A mediaevalist trying to be a philosopher and a philosopher trying to be a mediaevalist write about theology, philosophy, scholarship, books, the middle ages, and especially the life, times, and thought of the Doctor Subtilis, the Blessed John Duns Scotus.
Monday, February 20, 2012
The Opera Theologica of John Duns Scotus
A new volume of studies on Scotus is out, part of the Quadruple congress that went on in 2008. It is edited by Richard Cross (yours truly set the text) and contains essays by several famous scholars and an edition of the anonymous De cognitione Dei. Price: 47 euros.

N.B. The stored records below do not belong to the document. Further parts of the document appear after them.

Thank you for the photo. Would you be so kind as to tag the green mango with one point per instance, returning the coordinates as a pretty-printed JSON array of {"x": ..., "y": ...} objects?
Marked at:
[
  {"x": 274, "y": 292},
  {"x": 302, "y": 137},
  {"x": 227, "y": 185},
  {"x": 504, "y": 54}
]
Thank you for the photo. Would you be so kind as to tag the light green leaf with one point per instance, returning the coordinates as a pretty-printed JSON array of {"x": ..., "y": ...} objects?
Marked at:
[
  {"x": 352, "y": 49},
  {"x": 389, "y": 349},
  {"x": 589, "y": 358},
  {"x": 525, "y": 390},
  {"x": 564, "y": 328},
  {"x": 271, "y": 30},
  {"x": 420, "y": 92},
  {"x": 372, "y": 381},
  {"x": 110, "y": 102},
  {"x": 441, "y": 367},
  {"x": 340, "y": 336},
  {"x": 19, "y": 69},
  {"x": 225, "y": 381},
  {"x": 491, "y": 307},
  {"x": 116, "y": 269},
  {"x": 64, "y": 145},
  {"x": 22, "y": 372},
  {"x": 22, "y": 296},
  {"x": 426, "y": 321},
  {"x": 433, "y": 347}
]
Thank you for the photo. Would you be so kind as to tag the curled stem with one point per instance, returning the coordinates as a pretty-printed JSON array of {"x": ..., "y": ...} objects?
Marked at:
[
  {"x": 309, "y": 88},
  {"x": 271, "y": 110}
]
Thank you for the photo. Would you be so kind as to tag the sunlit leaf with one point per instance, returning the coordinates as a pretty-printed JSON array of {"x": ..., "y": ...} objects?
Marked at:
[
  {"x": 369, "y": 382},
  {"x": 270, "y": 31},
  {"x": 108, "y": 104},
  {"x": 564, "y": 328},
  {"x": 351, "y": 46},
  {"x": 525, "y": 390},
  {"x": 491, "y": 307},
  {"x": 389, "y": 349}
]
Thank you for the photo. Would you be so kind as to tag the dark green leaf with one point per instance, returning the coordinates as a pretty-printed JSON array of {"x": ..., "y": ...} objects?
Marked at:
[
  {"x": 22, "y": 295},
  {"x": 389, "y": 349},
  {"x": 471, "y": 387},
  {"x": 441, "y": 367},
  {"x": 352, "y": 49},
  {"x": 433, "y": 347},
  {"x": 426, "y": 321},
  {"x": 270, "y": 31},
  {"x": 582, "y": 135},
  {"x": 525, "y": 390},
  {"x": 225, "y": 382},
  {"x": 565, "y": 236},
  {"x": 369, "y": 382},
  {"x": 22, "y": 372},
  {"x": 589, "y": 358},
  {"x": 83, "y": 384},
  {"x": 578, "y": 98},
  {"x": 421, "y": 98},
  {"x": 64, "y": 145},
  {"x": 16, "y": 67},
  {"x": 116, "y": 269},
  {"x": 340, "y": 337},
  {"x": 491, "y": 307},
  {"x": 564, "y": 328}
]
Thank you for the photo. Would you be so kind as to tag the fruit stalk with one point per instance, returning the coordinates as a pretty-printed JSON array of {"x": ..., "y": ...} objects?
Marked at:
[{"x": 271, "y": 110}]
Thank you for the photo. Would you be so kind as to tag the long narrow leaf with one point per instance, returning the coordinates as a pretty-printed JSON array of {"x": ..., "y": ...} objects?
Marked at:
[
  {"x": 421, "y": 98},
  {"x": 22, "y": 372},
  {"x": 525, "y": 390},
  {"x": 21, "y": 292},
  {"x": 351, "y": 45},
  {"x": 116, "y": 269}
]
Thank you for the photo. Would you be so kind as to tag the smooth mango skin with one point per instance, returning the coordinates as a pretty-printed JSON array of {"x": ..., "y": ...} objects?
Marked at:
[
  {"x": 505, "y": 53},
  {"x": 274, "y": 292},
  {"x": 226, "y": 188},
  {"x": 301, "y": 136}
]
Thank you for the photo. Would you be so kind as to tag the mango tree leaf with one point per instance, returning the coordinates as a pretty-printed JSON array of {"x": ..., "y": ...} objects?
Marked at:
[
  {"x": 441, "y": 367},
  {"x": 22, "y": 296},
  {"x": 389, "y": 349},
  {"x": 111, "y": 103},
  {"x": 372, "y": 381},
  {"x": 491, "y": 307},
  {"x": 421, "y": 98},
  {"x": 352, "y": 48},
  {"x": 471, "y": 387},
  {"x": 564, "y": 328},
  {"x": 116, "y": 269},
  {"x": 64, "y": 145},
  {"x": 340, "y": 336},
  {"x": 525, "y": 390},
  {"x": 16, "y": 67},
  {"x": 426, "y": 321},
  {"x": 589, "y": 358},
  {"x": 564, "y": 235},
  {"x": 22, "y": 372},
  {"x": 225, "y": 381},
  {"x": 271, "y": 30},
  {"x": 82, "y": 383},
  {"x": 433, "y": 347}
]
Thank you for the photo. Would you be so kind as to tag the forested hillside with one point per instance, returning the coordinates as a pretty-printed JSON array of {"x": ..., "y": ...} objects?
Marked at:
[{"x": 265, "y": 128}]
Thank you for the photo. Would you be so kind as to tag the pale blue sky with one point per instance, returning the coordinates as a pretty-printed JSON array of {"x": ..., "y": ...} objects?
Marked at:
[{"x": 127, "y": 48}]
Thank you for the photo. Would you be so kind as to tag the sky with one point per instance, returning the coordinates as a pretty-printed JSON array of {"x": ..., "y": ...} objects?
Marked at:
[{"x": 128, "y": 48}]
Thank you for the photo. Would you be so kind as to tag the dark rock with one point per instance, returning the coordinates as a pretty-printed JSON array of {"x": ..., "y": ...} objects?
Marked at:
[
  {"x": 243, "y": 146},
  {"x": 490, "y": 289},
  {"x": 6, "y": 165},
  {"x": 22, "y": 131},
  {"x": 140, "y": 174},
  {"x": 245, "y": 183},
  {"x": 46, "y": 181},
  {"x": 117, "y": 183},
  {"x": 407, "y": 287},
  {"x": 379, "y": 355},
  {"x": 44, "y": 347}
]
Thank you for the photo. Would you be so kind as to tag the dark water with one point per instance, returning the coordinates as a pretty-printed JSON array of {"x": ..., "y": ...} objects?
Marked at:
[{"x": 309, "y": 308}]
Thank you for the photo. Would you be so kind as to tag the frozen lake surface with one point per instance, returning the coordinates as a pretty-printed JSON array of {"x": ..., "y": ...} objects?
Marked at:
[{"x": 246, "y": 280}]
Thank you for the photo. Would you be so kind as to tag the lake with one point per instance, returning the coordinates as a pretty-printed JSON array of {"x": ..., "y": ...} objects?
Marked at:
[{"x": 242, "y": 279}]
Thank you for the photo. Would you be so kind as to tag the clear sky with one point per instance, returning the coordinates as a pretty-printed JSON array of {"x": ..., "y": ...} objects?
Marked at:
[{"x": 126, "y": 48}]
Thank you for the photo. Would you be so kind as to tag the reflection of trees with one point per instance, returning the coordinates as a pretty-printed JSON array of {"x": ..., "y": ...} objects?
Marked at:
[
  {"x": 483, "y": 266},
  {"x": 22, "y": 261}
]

Here is the publishers blurb:
On 8 November 1308, the great Franciscan scholastic thinker, John Duns Scotus, died and was buried in the friars' convent in Cologne. Building upon the intellectual heritage of his Franciscan predecessors in Paris, Alexander of Hales and Bonaventure of Bagnoregio, Scotus extended this peculiarly Franciscan approach to the philosophical and theological traditions of western Christianity in new and bold directions with unique emphases and implications. These ramifications became the foundation for an important alternate current of philosophical thought known through history as Scotism. On the occasion of the 700th anniversary of the death of John Duns Scotus, international scholars from around the world gathered together to celebrate in a comprehensive manner the life, work and intellectual legacy of the Subtle Doctor. This gathering took on the form of a Quadruple Congress, comprising four conferences, treating four different themes, associated with the intellectual journey and legacy of Scotus, namely Oxford, Cologne-Bonn, Strasbourg and the Franciscan Institute at St. Bonaventure University, New York. The corresponding four volumes represent the current state of international Scotus scholarship and will remain an invaluable tool for years to come.
Part 2, offering investigations into the theology of John Duns Scotus, contains contributions by Robert Andrews, Oleg Bychkov, William J. Courtenay, Richard Cross, William A. Frank, Tobias Hofmann and Ludger Honnefelder. Robert Andrews's article provides, for the first time, a complete text of the Scotistic De cognitione dei.